Question de M. DÉSIRÉ Rodolphe (Martinique - RDSE) publiée le 22/04/1993

M. Rodolphe Désiré attire l'attention de M. le ministre des départements et territoires d'outre-mer sur l'intégration de ces régions au Marché unique de 1993. Chacun se rend bien compte des menaces qui pèsent sur l'économie des DOM si jamais la libre circulation des marchandises et l'harmonisation fiscale leur sont imposées sans discernement. En effet, dans un marché où la garantie des débouchés et des prix n'est plus assurée, la production bananière des DOM ne supportera pas la concurrence conjointe des pays tiers et ACP, en raison de coûts de production trois fois plus élevés.
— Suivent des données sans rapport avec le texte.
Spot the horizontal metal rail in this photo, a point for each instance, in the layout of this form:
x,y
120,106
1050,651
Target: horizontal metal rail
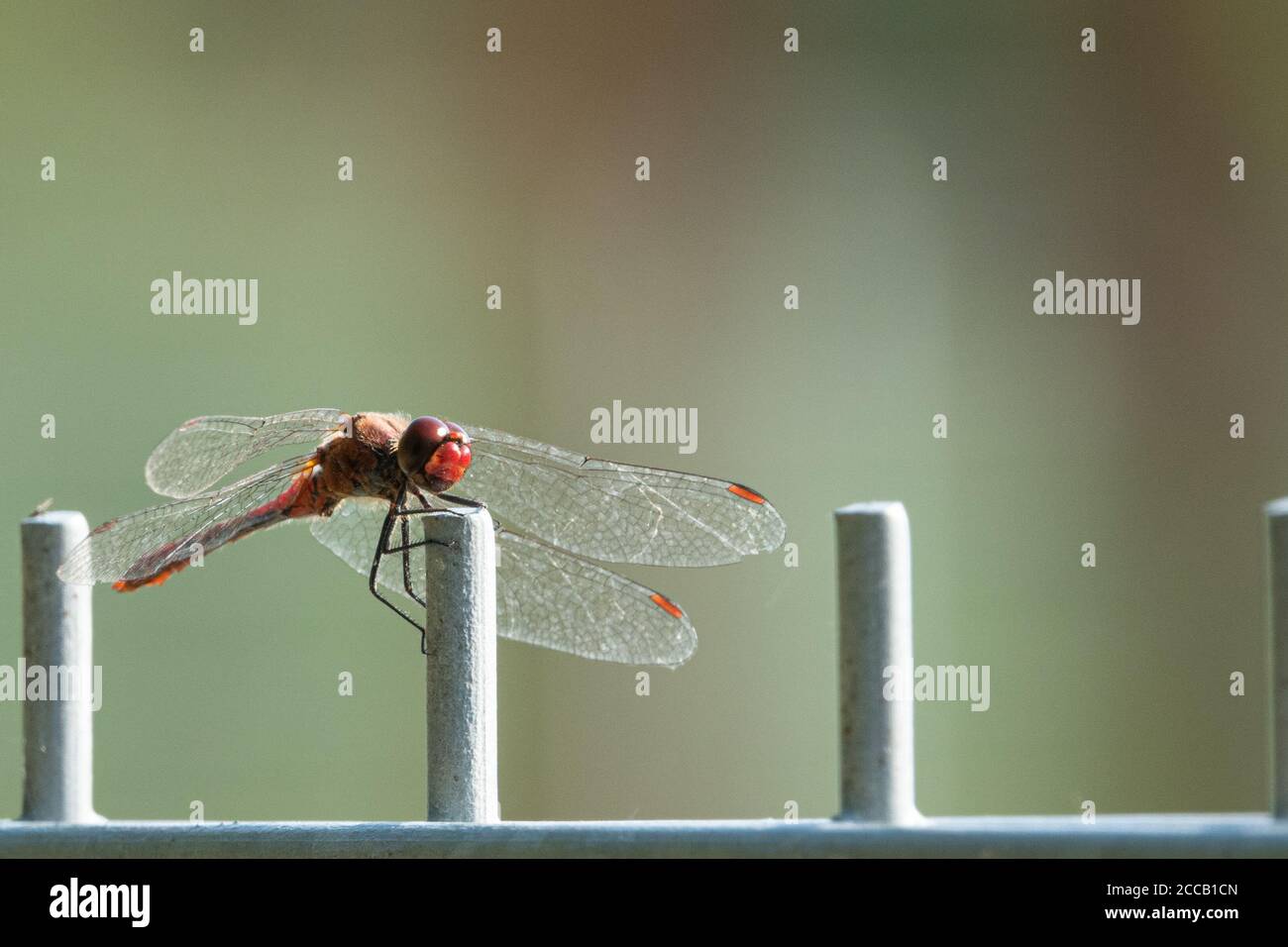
x,y
1044,836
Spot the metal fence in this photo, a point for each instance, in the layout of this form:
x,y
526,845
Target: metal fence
x,y
877,817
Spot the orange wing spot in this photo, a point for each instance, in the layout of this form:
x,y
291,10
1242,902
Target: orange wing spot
x,y
666,604
132,583
750,495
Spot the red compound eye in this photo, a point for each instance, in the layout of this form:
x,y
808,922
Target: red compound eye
x,y
419,441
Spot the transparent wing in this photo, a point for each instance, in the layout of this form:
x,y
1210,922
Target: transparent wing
x,y
205,450
545,595
151,544
617,512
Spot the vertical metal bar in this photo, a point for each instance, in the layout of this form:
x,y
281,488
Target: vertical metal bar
x,y
56,647
875,575
460,667
1276,528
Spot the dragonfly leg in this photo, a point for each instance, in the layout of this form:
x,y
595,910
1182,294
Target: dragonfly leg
x,y
375,573
406,552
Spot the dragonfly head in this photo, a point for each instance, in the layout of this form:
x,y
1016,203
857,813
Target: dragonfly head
x,y
434,454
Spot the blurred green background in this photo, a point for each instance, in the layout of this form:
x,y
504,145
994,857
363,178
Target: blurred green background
x,y
768,169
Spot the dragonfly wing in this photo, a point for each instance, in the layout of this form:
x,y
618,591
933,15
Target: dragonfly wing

Quant au secteur industriel, il ne survivra pas à l'absence de protection fiscale dont il bénéficiait jusqu'à présent car, comme le constate le rapport de synthèse établi le 15 février dernier par M. Thill, " l'analyse de la situation des entreprises des DOM aurait dû conduire à une très grande prudence dans la réforme d'un système qui,
malgré ses nombreuses imperfections, a permis la création du modeste tissu industriel actuel et en assure largement la survie ". Dans ces conditions, il lui demande s'il ne serait pas opportun de remettre sur le métier toute la réflexion sur les institutions, la fiscalité et le développement économique des DOM.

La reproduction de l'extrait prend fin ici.